Realistischer ist es, dass man nach Dingen sucht die das Interesse wecken und an ihnen zu experimentieren oder zu probieren beginnt. Je schwieriger desto besser. Wenn man vor einem Problem steht und es löst spornt es an mehr davon zu machen.
Wie finde ich "schwierige Dinge" mit denen ich mich beschäftigen kann?
Prinzipiell sollte man sich dabei immer an Dingen orientieren, die ein gewisses Interesse bei einem wecken. Ein paar Faustregeln hierzu:
- Kreieren/Erschaffen ist schwerer als Konsumieren
Ein Buch zu schreiben ist um Welten schwieriger als ein Buch lesen. YouTuber zu sein ist schwieriger als YouTube zu schauen. - Neues erschaffen ist schwieriger als Dinge mit "Anleitung" zu machen
Einen Menschen frei zu zeichnen ist schwieriger als Malen nach Zahlen. Eine Gartenhütte selbst zu entwerfen und zu bauen ist schwieriger als eine fertige aus dem Baumarkt aufzubauen. - Besonders schwierig (aber auch besonders lehrreich) sind die Dinge zu denen man noch nicht alle nötigen Fähigkeiten hat.
Ein Computerspiel oder eine App kann sich jeder ausdenken, die meisten müssen dafür aber noch programmieren lernen.
Wenn ich jetzt in der Schule wäre, würde ich weniger versuchen meinen Lebenslauf für die "Arbeitswelt" zu optimieren, ohne zu wissen, was diese Arbeitswelt sein kann. Stattdessen würde ich die Zeit nach der Schule dafür nutzen, Dinge zu machen für die mir jetzt die Zeit fehlen.

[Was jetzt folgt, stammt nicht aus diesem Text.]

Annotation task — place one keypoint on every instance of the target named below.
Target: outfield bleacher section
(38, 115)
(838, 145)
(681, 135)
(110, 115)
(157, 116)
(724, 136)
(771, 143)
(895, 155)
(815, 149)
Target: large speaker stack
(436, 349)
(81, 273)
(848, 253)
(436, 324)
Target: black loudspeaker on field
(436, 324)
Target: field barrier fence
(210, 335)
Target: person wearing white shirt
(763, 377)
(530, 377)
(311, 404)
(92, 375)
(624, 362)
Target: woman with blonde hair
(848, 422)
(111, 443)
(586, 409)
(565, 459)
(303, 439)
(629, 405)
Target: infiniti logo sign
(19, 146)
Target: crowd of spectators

Zeichnen lernen, Programmieren, Holzarbeit, Filme mit meinen Freunden drehen, probieren eigene Onlineshops zu starten usw. usw. Aus jetziger Sicht bin ich davon überzeugt, dass ich so viel früher an relevanten Problemen gearbeitet und nie meine Grund-Neugier verloren hätten. Um alle Klischees zu bedienen: Ich hätte früher meinen "Weg" gefunden.